Still, many readers are familiar with my take on modern-day fixation with the “Lower 40,” which is the area below the beltline of the human anatomy. As I told the publisher and editor of a certain newspaper, it doesn’t matter on how high a rung you initiate the discussion, if the subject matter is human behavior, the conversation, these days, has a tendency to spiral downward and, ultimately, crash in the Lower 40.
To bolster this stance, just recall the sex scandal between President Clinton and Monica Lewinsky. Other than astronaut Neil Armstrong stepping onto the moon, and the O.J. Simpson murder trial, I can’t recall an incident receiving as much attention and coverage as did the Clinton-Lewinsky tryst . . . you get the picture.
A couple weeks back, I entered a hospital to undergo some tests and procedures. Realizing I would be there several days, I packed a carry-bag with the bare essentials: toothbrush, toothpaste, razor, shaving cream, T shirts, shorts, and, yes, a few changes of underwear, a.k.a. “drawers.”
Upon being admitted, I changed into hospital pajamas. Later on in the day, I was taken from my room to another wing of the hospital to undergo a test. Once inside the testing room, the nurse matter-of-factly told me, “You’re gonna have to lose the drawers.”
“How come?” I asked.
“Because we need immediate access, in the event an unforeseen situation develops,” she replied.

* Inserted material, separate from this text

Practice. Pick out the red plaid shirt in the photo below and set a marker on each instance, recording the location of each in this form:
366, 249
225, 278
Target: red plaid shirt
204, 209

So, with that, I . . . for lack of a better word . . . “lost” my drawers.
After divesting myself of the drawers, I attempted to hand my cell phone to the same nurse.
“What are you doing?”
“If I’m not allowed to keep on my drawers, surely to goodness, I’m not allowed to keep my cell phone?” I quizzically responded.

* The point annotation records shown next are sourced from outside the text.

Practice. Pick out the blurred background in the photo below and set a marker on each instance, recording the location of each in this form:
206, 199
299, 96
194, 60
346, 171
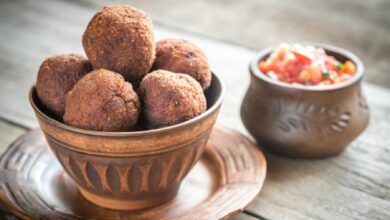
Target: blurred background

“Oh, no, quite the contrary,” she said. “In fact, we encourage the patients to keep their cell phones.”
I must admit that, over the course of the next few days, I could not get off my mind the drawers-cell phone incident. So, I made an attempt to rationalize it, and here’s what I came up with:
As the nurse said, it makes total sense that medical personnel have “immediate access” to certain areas of the human anatomy, in the event a medical procedure is necessary: the less clothing, the quicker the procedure, the more efficient the medical care.
However, a cell phone is a totally different matter! If personal cell phones were not allowed in modern-day hospitals, here’s the potential fallout:
*Corporate subordinates would physically punch out hospital security to gain access into ICUs/intensive care units and CCUs/critical care units to tell their CEO bosses that stocks had plummeted to zero!

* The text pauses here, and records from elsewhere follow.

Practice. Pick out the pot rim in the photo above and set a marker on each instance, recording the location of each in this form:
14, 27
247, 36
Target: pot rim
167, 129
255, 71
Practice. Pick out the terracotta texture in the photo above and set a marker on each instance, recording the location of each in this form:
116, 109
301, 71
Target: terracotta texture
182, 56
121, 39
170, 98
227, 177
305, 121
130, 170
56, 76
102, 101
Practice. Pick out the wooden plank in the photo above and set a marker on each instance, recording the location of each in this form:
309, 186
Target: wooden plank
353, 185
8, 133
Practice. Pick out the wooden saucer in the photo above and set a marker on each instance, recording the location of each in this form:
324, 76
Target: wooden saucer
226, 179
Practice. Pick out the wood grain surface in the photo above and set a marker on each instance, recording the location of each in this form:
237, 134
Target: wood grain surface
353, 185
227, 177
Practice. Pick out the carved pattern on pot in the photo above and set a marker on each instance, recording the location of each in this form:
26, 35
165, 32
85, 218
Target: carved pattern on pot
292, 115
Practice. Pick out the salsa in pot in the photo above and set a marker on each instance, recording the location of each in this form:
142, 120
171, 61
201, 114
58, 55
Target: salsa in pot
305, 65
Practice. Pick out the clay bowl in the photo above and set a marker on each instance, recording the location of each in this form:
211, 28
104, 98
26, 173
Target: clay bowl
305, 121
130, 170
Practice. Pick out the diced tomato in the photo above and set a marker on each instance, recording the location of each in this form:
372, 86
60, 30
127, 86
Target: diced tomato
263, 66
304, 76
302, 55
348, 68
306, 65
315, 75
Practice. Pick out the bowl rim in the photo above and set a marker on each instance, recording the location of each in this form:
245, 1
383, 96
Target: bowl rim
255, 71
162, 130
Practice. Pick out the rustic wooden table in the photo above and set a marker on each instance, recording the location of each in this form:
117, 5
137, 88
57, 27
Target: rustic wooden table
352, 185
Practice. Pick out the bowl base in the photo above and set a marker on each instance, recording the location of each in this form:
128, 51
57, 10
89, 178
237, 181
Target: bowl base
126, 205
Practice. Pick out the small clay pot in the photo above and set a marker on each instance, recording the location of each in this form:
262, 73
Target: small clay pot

*Still, those CEOs would be ripping IV’s from their arms, jumping out of beds, frantically staggering down hospital corridors, hospital gowns gaped open on the backside, then walking outside to hail down taxis to drive them to their offices to assess the damages!
Of course, there are less-dramatized scenarios of patients keeping cell phones, merely, to touch base with family and friends.
Modern-day hospitals: cell phones welcomed, no drawers allowed.